Originally Posted by
hisdogspot:
“I'm more confused than ever now
There seems to be an overwhelming consensus here that Biggins was wrong when he said, more or less, that men who call themselves bi-sexual are actually gay men 'in denial'
So, assuming he is wrong, does that mean that a man is only gay if he exclusively has sex with other men ? .... and if a man has sex with other men, but also has sex with women, then he is not gay ?
”
Its not as complicated as you make it out to be.
In essence it is not about who you have sex with. Its about who you WANT to have sex with.
A gay man could have heterosexual sex but not truly want to. He could even have sexual fulfillment with a woman, but judge it to be a transitory thing that doesn't matter in any real way, because he believes the fulfillment would be even greater with a man.
A bisexual person--a true one--wouldn't distinguish. They'd be the case of someone who either truly had no preference, or who at the very least judges themselves to be inherently unbiased in either direction.

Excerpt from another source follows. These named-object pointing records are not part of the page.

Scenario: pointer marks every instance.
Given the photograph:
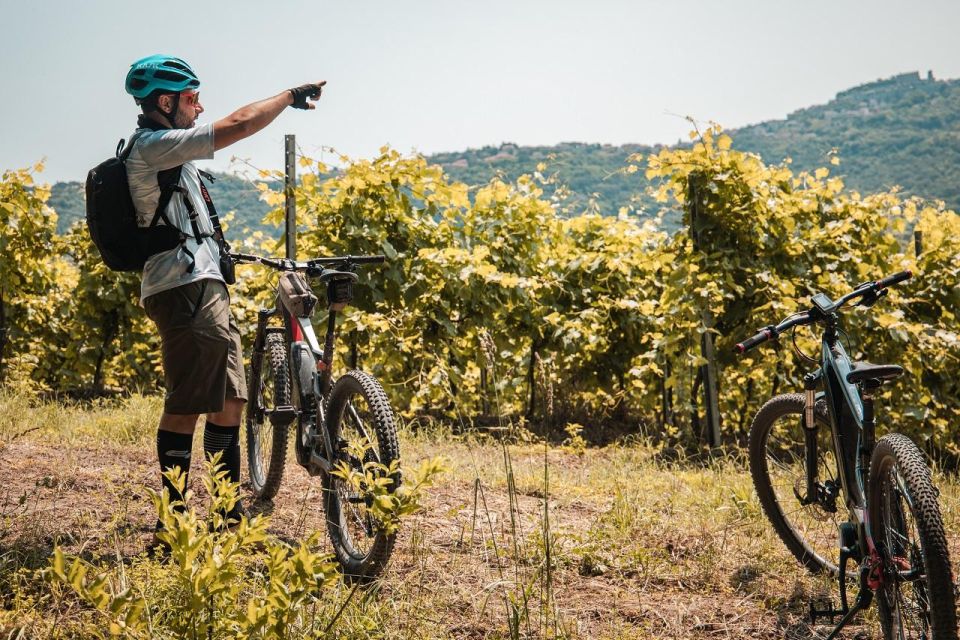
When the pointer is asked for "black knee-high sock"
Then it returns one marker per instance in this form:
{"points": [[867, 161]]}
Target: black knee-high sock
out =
{"points": [[173, 450], [226, 439], [217, 438]]}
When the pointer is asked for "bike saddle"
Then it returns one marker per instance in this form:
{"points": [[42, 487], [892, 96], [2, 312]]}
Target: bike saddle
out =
{"points": [[331, 274], [863, 371]]}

The tricky line is that there are indeed people who declare themselves bisexual who do also state it in such a way that they prefer one gender but accept sex with either. If Biggins hadn't been making a sweeping statement that talked about "bisexuals" as all one thing, and qualified what he said properly, he might have a point about THIS specific group. People who basically experiment with same-sex intercourse but are dabblers. That said, there's really nothing WRONG with that, and at the very least Biggins statement was judgey about this in a way that's kind of bull******. Its no skin off Biggins pale white arse if people dabble. It doesn't injure him.
They used to convey this on a spectrum rather than as distinct choices. One one end the people who are hardcore attracted to the same gender. On the other end the people who are hardcore attracted to the opposite gender. And a whole variety of states in the middle between them. But even that idea is somewhat outdated, because it doesn't present bisexuality as a possible endpoint instead of as a mid-point. Probably its better to represent this as a triangle, or possibly a kind of Venn Diagram, where you can be one thing or another, or both, without it being displayed as some kind of compromise.